Upscaling of Stochastic Micro Model for Suspension Transport in Porous Media

Abstract: Micro scale population balance equations of suspension transport in porous media with several particle capture mechanisms are derived, taking into account the particle capture by accessible pores, that were cut off the flux due to pore plugging. The main purpose of the article is to prove that the micro scale equations allow for exact upscaling (averaging) in case of filtration of mono dispersed suspensions. The averaged upper scale equations generalise the classical deep bed filtration model and its latter modifications.

Elliptic random-walk equation for suspension and tracer transport in porous media

Abstract: We propose a new approach to transport of the suspensions and tracers in porous media.
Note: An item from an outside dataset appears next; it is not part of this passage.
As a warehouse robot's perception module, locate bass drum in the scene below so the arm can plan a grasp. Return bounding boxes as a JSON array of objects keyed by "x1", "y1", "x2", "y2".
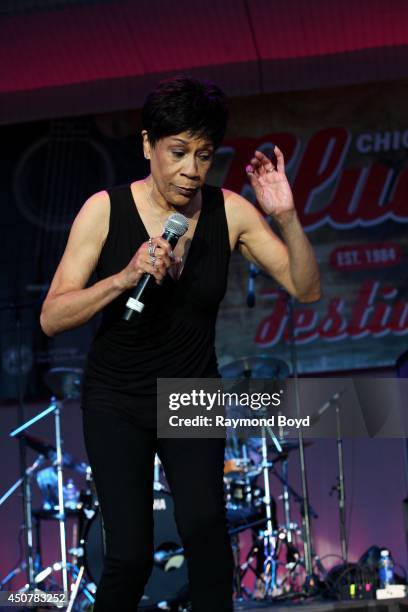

The approach is based on a modified version of the continuous time random walk (CTRW) theory. In the framework of this theory we derive an elliptic transport equation. The new equation contains the time and the mixed dispersion terms expressing the dispersion of the particle time steps. The properties of the new equation are studied and the fundamental analytical solutions are obtained. The solution of the pulse injection problem describing a common tracer injection experiment is studied in greater detail. The new theory predicts delay of the maximum of the tracer, compared to the velocity of the flow, while its forward “tail” contains much more particles than in the solution of the classical parabolic (advection-dispersion) equation. This is in agreement with the experimental observations and predictions of the CTRW theory.